The genetic and molecular characteristics that define a lipA small colony variant of Escherichia coli.

摘要

Small colony variants (SCVs) can be defined as a naturally occurring sub-population of bacteria characterized by their reduced colony size and distinct biochemical properties. SCVs of Staphylococcus aureus have been studied extensively over the past two decades due to their role in recurrent human infections. However, little work has been done on SCVs of Escherichia coli, and this work has focused on the physiology and morphology that define these colonies of E. coli such as small size and slow growth. E. coli strain JW0623, has a lipA mutation in lipoic acid synthase, and is a lipoic acid auxotroph. When the mutant is grown in LB to log phase, it showed remarkable resistance to acid (pH3), hydrogen peroxide, heat and osmotic stress compared to its parent BW25113. Using RTPCR and real time RT-PCR, the expression of certain genes was compared in the two strains in an attempt to create a molecular profile of Escherichia coli SCVs. These include genes involved in glycolysis, the TCA cycle, electron transport, iron acquisition, biofilm formation and cyclopropane fatty acid synthesis. It was also demonstrated that the addition of 5 mug/m1 of lipoic acid to LB medium allows for the phenotypic rescue of the mutant; reversing its slow growth, its resistance characteristics, and elevated gene expression.
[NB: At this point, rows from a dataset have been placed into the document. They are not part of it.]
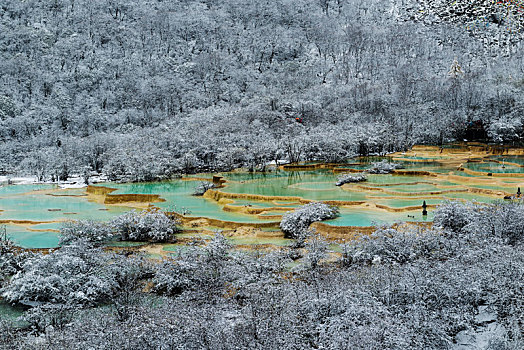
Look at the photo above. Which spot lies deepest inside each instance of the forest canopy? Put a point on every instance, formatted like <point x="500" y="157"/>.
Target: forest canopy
<point x="147" y="89"/>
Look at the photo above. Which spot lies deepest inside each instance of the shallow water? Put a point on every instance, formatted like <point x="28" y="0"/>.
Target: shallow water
<point x="46" y="206"/>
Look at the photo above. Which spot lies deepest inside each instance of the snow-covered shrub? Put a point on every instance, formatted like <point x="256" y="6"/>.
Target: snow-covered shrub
<point x="454" y="215"/>
<point x="390" y="245"/>
<point x="383" y="167"/>
<point x="505" y="129"/>
<point x="147" y="225"/>
<point x="294" y="223"/>
<point x="73" y="274"/>
<point x="500" y="219"/>
<point x="11" y="259"/>
<point x="203" y="187"/>
<point x="201" y="269"/>
<point x="90" y="230"/>
<point x="350" y="178"/>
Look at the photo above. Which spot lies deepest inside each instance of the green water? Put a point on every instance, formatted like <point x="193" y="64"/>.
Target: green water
<point x="492" y="167"/>
<point x="46" y="206"/>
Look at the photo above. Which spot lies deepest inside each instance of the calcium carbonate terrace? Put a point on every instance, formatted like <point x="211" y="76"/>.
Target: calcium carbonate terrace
<point x="33" y="213"/>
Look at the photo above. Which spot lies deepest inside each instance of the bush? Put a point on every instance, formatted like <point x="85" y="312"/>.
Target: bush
<point x="72" y="274"/>
<point x="202" y="188"/>
<point x="147" y="225"/>
<point x="295" y="223"/>
<point x="454" y="216"/>
<point x="389" y="245"/>
<point x="350" y="178"/>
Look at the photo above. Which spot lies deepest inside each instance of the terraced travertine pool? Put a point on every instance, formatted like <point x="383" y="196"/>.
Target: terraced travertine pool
<point x="33" y="213"/>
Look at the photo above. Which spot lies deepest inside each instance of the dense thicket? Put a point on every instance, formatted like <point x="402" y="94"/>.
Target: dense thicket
<point x="457" y="285"/>
<point x="149" y="88"/>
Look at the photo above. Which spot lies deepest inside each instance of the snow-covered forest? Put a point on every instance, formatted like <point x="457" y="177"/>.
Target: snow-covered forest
<point x="149" y="89"/>
<point x="143" y="90"/>
<point x="457" y="285"/>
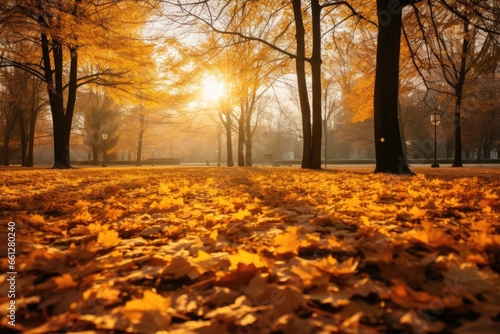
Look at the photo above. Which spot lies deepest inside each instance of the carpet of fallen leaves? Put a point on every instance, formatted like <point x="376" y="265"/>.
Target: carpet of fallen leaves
<point x="252" y="250"/>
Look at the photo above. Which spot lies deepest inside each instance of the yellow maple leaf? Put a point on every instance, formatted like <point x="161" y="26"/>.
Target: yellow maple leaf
<point x="64" y="281"/>
<point x="108" y="238"/>
<point x="37" y="219"/>
<point x="287" y="242"/>
<point x="241" y="214"/>
<point x="246" y="258"/>
<point x="151" y="301"/>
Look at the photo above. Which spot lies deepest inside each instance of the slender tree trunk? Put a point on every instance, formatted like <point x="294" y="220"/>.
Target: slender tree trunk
<point x="241" y="137"/>
<point x="229" y="142"/>
<point x="95" y="152"/>
<point x="389" y="153"/>
<point x="6" y="137"/>
<point x="5" y="149"/>
<point x="317" y="121"/>
<point x="22" y="134"/>
<point x="31" y="138"/>
<point x="305" y="108"/>
<point x="142" y="120"/>
<point x="457" y="158"/>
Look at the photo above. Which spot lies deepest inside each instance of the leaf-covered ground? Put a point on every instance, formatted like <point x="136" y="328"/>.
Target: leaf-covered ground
<point x="255" y="250"/>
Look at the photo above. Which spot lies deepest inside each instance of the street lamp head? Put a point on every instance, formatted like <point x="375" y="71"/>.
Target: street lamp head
<point x="435" y="118"/>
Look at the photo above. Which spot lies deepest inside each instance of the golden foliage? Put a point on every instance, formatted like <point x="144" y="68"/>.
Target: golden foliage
<point x="257" y="248"/>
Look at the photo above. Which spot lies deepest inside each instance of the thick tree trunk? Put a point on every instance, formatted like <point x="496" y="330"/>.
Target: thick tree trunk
<point x="389" y="153"/>
<point x="305" y="108"/>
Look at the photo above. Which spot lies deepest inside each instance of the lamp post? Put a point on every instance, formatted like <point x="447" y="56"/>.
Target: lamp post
<point x="435" y="119"/>
<point x="104" y="157"/>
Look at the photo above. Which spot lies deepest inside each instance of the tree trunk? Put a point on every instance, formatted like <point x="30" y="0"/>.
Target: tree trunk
<point x="305" y="108"/>
<point x="389" y="153"/>
<point x="22" y="133"/>
<point x="31" y="138"/>
<point x="95" y="148"/>
<point x="317" y="121"/>
<point x="457" y="158"/>
<point x="142" y="120"/>
<point x="6" y="137"/>
<point x="241" y="137"/>
<point x="229" y="142"/>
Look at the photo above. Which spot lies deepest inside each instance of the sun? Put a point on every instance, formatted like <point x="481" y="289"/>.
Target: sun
<point x="213" y="89"/>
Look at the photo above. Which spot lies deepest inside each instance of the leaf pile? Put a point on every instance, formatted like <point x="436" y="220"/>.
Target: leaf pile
<point x="260" y="250"/>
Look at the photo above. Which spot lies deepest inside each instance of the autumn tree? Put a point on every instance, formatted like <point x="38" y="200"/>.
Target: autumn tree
<point x="61" y="32"/>
<point x="100" y="116"/>
<point x="295" y="31"/>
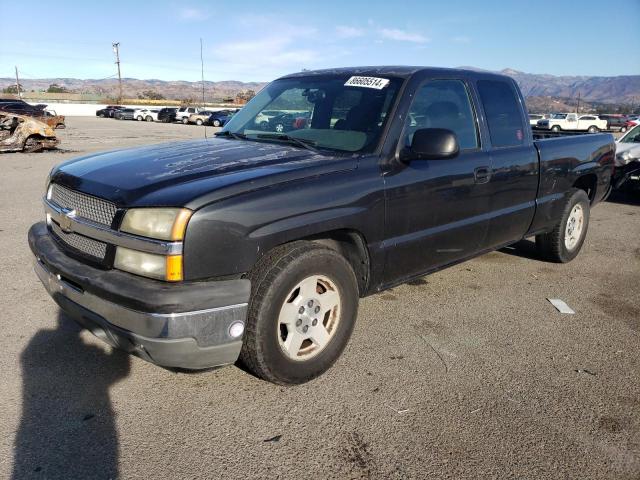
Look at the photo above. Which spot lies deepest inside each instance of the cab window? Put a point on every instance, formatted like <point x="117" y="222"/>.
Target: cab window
<point x="502" y="111"/>
<point x="443" y="104"/>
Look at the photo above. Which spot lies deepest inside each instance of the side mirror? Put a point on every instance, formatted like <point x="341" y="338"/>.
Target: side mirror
<point x="432" y="144"/>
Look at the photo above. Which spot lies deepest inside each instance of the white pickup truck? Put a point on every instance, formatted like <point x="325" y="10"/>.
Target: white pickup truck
<point x="571" y="121"/>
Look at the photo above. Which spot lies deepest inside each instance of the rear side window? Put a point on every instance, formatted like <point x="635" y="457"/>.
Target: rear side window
<point x="502" y="112"/>
<point x="443" y="104"/>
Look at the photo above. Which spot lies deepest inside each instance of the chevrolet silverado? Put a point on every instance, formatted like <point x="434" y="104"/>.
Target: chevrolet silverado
<point x="255" y="245"/>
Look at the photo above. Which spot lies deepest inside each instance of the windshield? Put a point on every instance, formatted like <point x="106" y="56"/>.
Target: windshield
<point x="633" y="136"/>
<point x="340" y="113"/>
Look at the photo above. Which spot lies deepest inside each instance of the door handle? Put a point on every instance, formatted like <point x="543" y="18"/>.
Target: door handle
<point x="482" y="174"/>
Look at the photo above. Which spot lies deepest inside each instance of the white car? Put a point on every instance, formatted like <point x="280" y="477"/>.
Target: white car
<point x="534" y="117"/>
<point x="571" y="121"/>
<point x="147" y="114"/>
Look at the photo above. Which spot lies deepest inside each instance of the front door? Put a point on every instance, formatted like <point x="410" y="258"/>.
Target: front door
<point x="437" y="210"/>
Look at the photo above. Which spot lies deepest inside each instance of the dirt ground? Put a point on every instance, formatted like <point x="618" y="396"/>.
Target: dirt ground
<point x="467" y="373"/>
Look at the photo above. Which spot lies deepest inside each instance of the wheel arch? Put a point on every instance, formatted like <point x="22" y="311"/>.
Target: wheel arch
<point x="589" y="183"/>
<point x="352" y="245"/>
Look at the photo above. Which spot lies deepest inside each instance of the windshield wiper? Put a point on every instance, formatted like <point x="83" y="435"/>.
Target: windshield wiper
<point x="302" y="142"/>
<point x="227" y="133"/>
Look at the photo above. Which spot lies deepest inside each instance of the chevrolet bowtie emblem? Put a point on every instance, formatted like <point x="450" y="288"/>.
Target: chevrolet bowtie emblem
<point x="66" y="219"/>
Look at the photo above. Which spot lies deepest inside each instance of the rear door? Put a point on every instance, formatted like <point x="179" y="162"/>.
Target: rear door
<point x="514" y="161"/>
<point x="437" y="209"/>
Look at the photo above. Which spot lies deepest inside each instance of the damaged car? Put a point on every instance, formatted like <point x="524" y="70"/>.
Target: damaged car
<point x="22" y="133"/>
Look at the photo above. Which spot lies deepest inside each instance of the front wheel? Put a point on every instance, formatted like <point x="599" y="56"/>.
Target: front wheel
<point x="303" y="307"/>
<point x="564" y="242"/>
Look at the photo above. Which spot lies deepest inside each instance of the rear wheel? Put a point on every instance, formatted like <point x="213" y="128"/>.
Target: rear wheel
<point x="564" y="242"/>
<point x="303" y="307"/>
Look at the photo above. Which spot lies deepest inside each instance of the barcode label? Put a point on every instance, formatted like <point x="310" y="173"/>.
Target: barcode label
<point x="367" y="82"/>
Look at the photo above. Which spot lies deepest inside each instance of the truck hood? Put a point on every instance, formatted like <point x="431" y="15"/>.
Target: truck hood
<point x="192" y="173"/>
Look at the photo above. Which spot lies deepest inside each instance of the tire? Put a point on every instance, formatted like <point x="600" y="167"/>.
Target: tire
<point x="275" y="296"/>
<point x="555" y="245"/>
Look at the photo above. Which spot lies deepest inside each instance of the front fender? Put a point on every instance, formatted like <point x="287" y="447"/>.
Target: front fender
<point x="228" y="237"/>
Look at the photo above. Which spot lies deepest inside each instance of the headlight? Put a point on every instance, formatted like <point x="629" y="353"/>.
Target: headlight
<point x="149" y="265"/>
<point x="158" y="223"/>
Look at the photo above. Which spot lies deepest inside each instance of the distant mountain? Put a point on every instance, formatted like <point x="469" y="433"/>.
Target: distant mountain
<point x="131" y="87"/>
<point x="620" y="89"/>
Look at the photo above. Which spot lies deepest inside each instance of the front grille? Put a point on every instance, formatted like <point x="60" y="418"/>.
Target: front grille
<point x="86" y="206"/>
<point x="88" y="246"/>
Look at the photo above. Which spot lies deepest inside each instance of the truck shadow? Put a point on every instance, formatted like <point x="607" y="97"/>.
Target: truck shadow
<point x="67" y="429"/>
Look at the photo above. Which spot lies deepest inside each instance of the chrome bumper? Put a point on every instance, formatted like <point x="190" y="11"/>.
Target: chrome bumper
<point x="191" y="340"/>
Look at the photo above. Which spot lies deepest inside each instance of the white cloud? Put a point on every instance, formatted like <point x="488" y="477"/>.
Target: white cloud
<point x="403" y="35"/>
<point x="461" y="39"/>
<point x="193" y="14"/>
<point x="344" y="31"/>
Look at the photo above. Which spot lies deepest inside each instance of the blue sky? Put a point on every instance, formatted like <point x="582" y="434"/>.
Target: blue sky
<point x="260" y="40"/>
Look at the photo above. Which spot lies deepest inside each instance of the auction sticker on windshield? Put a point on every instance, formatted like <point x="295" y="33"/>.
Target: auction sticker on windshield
<point x="367" y="82"/>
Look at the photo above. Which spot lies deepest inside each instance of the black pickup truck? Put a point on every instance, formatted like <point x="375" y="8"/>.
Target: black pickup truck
<point x="256" y="245"/>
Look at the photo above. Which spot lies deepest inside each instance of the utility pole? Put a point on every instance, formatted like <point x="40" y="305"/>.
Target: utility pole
<point x="202" y="72"/>
<point x="18" y="83"/>
<point x="116" y="50"/>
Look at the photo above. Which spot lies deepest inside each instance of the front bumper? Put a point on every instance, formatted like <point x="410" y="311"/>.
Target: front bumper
<point x="182" y="325"/>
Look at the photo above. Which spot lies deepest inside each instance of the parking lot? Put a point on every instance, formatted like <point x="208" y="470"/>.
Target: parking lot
<point x="469" y="372"/>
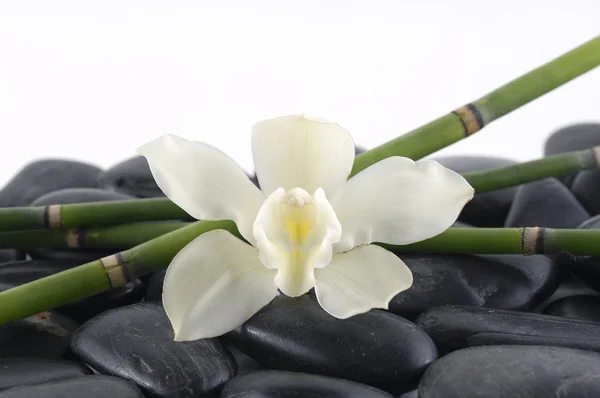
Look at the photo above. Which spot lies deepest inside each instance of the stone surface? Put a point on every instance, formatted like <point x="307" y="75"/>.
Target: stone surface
<point x="513" y="282"/>
<point x="376" y="348"/>
<point x="132" y="177"/>
<point x="19" y="272"/>
<point x="24" y="371"/>
<point x="488" y="209"/>
<point x="276" y="384"/>
<point x="68" y="196"/>
<point x="43" y="176"/>
<point x="456" y="327"/>
<point x="545" y="203"/>
<point x="572" y="138"/>
<point x="80" y="387"/>
<point x="136" y="343"/>
<point x="515" y="372"/>
<point x="578" y="307"/>
<point x="45" y="335"/>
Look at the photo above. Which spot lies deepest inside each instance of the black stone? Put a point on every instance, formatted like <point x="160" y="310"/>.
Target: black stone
<point x="376" y="348"/>
<point x="79" y="387"/>
<point x="43" y="176"/>
<point x="136" y="343"/>
<point x="584" y="268"/>
<point x="154" y="286"/>
<point x="512" y="282"/>
<point x="132" y="177"/>
<point x="578" y="307"/>
<point x="545" y="203"/>
<point x="513" y="371"/>
<point x="45" y="335"/>
<point x="20" y="272"/>
<point x="276" y="384"/>
<point x="24" y="371"/>
<point x="488" y="209"/>
<point x="572" y="138"/>
<point x="456" y="327"/>
<point x="68" y="196"/>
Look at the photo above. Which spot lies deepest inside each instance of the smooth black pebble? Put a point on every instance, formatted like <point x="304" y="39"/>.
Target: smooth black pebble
<point x="277" y="384"/>
<point x="572" y="138"/>
<point x="136" y="343"/>
<point x="376" y="348"/>
<point x="45" y="335"/>
<point x="69" y="196"/>
<point x="513" y="371"/>
<point x="80" y="387"/>
<point x="513" y="282"/>
<point x="456" y="327"/>
<point x="488" y="209"/>
<point x="132" y="177"/>
<point x="18" y="273"/>
<point x="24" y="371"/>
<point x="545" y="203"/>
<point x="43" y="176"/>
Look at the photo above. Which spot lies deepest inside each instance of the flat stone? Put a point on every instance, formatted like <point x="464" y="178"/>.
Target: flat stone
<point x="43" y="176"/>
<point x="488" y="209"/>
<point x="24" y="371"/>
<point x="20" y="272"/>
<point x="572" y="138"/>
<point x="545" y="203"/>
<point x="136" y="343"/>
<point x="69" y="196"/>
<point x="513" y="371"/>
<point x="80" y="387"/>
<point x="45" y="335"/>
<point x="132" y="177"/>
<point x="376" y="348"/>
<point x="578" y="307"/>
<point x="456" y="327"/>
<point x="512" y="282"/>
<point x="276" y="384"/>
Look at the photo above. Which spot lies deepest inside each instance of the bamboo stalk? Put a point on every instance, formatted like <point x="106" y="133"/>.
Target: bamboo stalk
<point x="472" y="117"/>
<point x="118" y="269"/>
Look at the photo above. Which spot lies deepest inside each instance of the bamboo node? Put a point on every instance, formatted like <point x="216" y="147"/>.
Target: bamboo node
<point x="471" y="118"/>
<point x="116" y="270"/>
<point x="53" y="216"/>
<point x="532" y="240"/>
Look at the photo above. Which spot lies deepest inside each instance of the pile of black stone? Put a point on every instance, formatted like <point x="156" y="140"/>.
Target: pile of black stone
<point x="470" y="326"/>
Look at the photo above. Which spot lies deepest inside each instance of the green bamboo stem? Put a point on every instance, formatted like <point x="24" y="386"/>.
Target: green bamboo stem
<point x="118" y="269"/>
<point x="552" y="166"/>
<point x="472" y="117"/>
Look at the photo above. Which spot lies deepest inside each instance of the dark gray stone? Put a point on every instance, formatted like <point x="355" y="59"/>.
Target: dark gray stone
<point x="572" y="138"/>
<point x="45" y="335"/>
<point x="545" y="203"/>
<point x="136" y="343"/>
<point x="578" y="307"/>
<point x="80" y="387"/>
<point x="20" y="272"/>
<point x="69" y="196"/>
<point x="513" y="371"/>
<point x="276" y="384"/>
<point x="132" y="177"/>
<point x="512" y="282"/>
<point x="43" y="176"/>
<point x="488" y="209"/>
<point x="376" y="348"/>
<point x="24" y="371"/>
<point x="456" y="327"/>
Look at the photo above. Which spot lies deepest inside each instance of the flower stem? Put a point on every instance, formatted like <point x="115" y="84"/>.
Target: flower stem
<point x="120" y="268"/>
<point x="472" y="117"/>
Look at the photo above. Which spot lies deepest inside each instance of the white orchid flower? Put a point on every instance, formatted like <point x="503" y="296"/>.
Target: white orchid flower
<point x="308" y="226"/>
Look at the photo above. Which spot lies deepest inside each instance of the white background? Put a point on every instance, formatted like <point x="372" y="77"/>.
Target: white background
<point x="92" y="80"/>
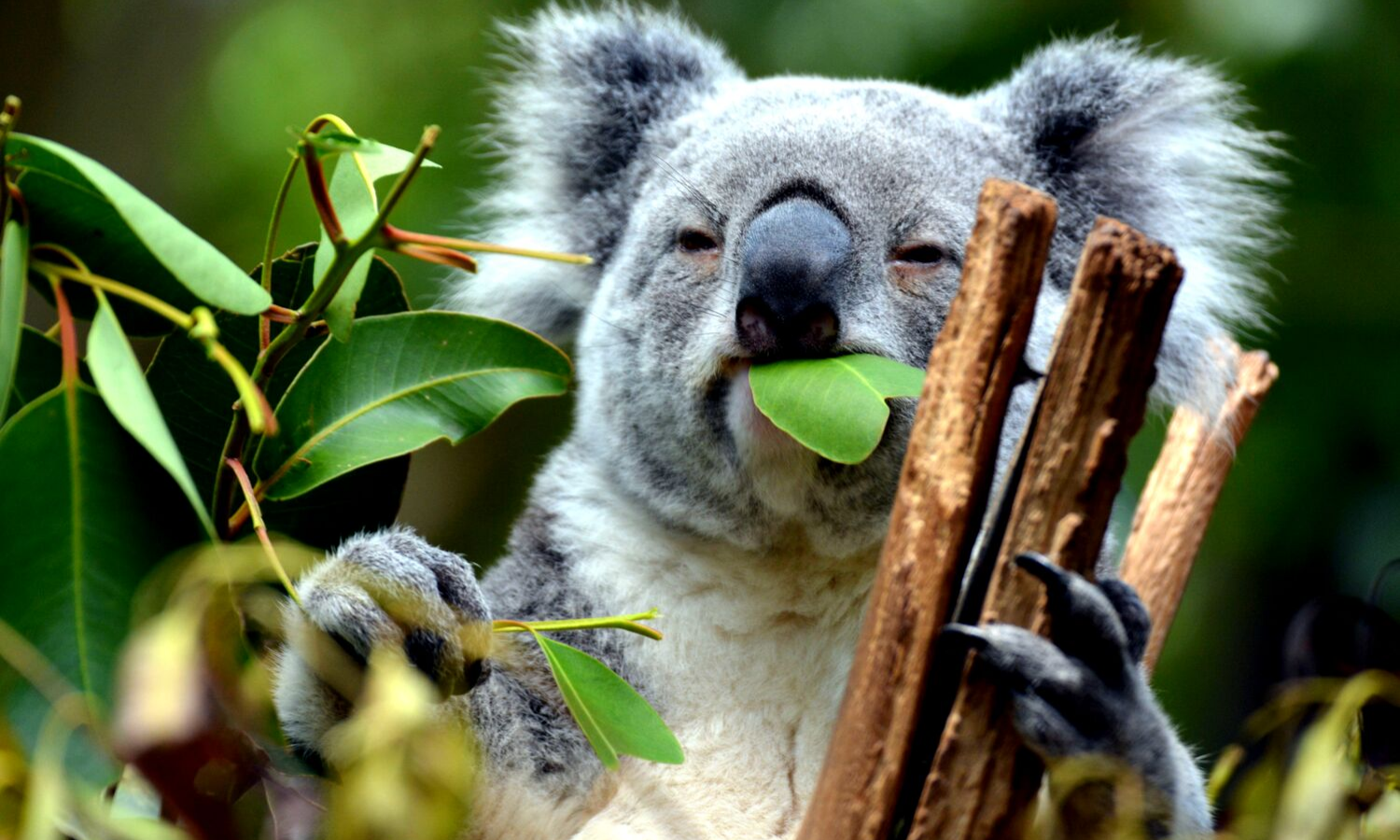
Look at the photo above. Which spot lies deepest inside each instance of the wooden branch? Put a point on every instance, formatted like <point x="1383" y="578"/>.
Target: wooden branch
<point x="1095" y="395"/>
<point x="1182" y="492"/>
<point x="938" y="509"/>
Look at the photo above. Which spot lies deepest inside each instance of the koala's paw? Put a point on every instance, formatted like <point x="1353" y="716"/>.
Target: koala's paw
<point x="385" y="588"/>
<point x="1083" y="692"/>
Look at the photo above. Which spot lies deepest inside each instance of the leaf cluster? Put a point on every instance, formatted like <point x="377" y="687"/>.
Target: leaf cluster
<point x="283" y="399"/>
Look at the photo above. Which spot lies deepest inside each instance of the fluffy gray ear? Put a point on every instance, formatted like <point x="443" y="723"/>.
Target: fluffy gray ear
<point x="1109" y="128"/>
<point x="579" y="122"/>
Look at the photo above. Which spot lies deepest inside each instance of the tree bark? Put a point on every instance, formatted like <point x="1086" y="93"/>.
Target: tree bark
<point x="1182" y="492"/>
<point x="1092" y="403"/>
<point x="938" y="509"/>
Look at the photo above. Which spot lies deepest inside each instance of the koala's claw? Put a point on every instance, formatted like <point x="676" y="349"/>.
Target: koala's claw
<point x="388" y="588"/>
<point x="1081" y="691"/>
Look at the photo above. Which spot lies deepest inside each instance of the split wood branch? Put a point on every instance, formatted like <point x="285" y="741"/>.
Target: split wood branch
<point x="1181" y="495"/>
<point x="983" y="778"/>
<point x="938" y="509"/>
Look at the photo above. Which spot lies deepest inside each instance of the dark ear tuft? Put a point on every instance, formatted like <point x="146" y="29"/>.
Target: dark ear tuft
<point x="1113" y="129"/>
<point x="590" y="94"/>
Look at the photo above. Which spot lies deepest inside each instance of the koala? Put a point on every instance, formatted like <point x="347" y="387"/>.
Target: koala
<point x="736" y="220"/>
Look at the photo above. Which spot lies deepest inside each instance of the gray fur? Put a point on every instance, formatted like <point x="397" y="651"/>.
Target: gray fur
<point x="619" y="129"/>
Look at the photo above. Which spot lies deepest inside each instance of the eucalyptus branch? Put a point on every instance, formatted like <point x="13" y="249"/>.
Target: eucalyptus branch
<point x="602" y="623"/>
<point x="262" y="528"/>
<point x="279" y="203"/>
<point x="321" y="193"/>
<point x="420" y="154"/>
<point x="268" y="361"/>
<point x="199" y="327"/>
<point x="176" y="316"/>
<point x="402" y="237"/>
<point x="67" y="333"/>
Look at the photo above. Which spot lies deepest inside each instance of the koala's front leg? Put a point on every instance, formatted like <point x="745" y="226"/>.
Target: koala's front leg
<point x="1083" y="691"/>
<point x="386" y="588"/>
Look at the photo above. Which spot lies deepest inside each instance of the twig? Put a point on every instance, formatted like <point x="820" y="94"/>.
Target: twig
<point x="983" y="780"/>
<point x="262" y="528"/>
<point x="279" y="203"/>
<point x="1182" y="492"/>
<point x="948" y="470"/>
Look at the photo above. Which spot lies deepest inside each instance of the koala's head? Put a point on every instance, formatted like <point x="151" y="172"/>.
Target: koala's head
<point x="741" y="220"/>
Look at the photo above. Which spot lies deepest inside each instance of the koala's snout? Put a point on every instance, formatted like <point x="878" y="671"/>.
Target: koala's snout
<point x="792" y="259"/>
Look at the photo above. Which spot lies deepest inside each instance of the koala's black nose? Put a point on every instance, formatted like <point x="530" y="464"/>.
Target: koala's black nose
<point x="792" y="260"/>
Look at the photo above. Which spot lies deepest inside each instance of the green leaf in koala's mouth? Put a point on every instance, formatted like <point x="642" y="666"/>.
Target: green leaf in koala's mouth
<point x="833" y="406"/>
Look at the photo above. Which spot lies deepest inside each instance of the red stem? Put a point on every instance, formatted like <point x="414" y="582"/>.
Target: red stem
<point x="67" y="335"/>
<point x="321" y="193"/>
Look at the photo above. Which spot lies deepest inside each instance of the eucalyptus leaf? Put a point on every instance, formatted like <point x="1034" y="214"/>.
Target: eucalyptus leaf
<point x="86" y="514"/>
<point x="615" y="719"/>
<point x="403" y="383"/>
<point x="122" y="384"/>
<point x="119" y="232"/>
<point x="833" y="406"/>
<point x="356" y="202"/>
<point x="14" y="265"/>
<point x="198" y="405"/>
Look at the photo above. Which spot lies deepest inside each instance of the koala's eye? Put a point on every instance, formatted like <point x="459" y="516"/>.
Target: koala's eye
<point x="696" y="241"/>
<point x="920" y="255"/>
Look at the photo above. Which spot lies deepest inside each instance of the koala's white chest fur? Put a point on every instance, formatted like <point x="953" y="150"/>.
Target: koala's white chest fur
<point x="749" y="677"/>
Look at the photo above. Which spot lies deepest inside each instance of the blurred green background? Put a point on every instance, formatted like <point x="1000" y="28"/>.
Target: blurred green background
<point x="190" y="100"/>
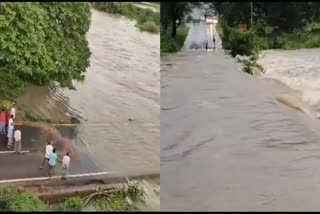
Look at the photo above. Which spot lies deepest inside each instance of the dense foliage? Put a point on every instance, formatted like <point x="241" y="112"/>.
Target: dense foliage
<point x="147" y="20"/>
<point x="288" y="25"/>
<point x="42" y="42"/>
<point x="174" y="16"/>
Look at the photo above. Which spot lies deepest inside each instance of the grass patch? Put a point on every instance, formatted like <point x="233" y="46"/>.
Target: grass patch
<point x="75" y="120"/>
<point x="14" y="200"/>
<point x="169" y="44"/>
<point x="119" y="201"/>
<point x="7" y="105"/>
<point x="147" y="20"/>
<point x="72" y="204"/>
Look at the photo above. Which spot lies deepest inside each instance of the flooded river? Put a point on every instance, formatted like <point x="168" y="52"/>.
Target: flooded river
<point x="118" y="103"/>
<point x="228" y="144"/>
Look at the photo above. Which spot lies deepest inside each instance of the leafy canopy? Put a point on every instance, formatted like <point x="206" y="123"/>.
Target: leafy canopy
<point x="43" y="42"/>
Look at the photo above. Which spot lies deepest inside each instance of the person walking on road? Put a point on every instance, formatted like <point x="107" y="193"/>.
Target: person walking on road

These results indicate that the mutation in lipA leads to an E. coli SCV that resembles an electron transport defective SCV of S. aureus. These strains are typically auxotrophs, have increased expression of glycolysis genes, down regulation of the TCA cycle and the electron transport chain, and are phenotypically rescued by adding the missing metabolite to the rich medium. There are global shifts in gene expression which are reversible and depend on whether the auxotrophic molecule is absent or present. Looking at the E. coli SCV from an evolutionary point of view, it becomes evident that its path to survival is to express genes that confer stress resistance, allowing it to survive in a hostile environment. Our results clearly expand the understanding of the physiological and molecular characteristics of an Escherichia coli SCV. We also propose that depending on the environment, the SCV can assume one of three states of existence.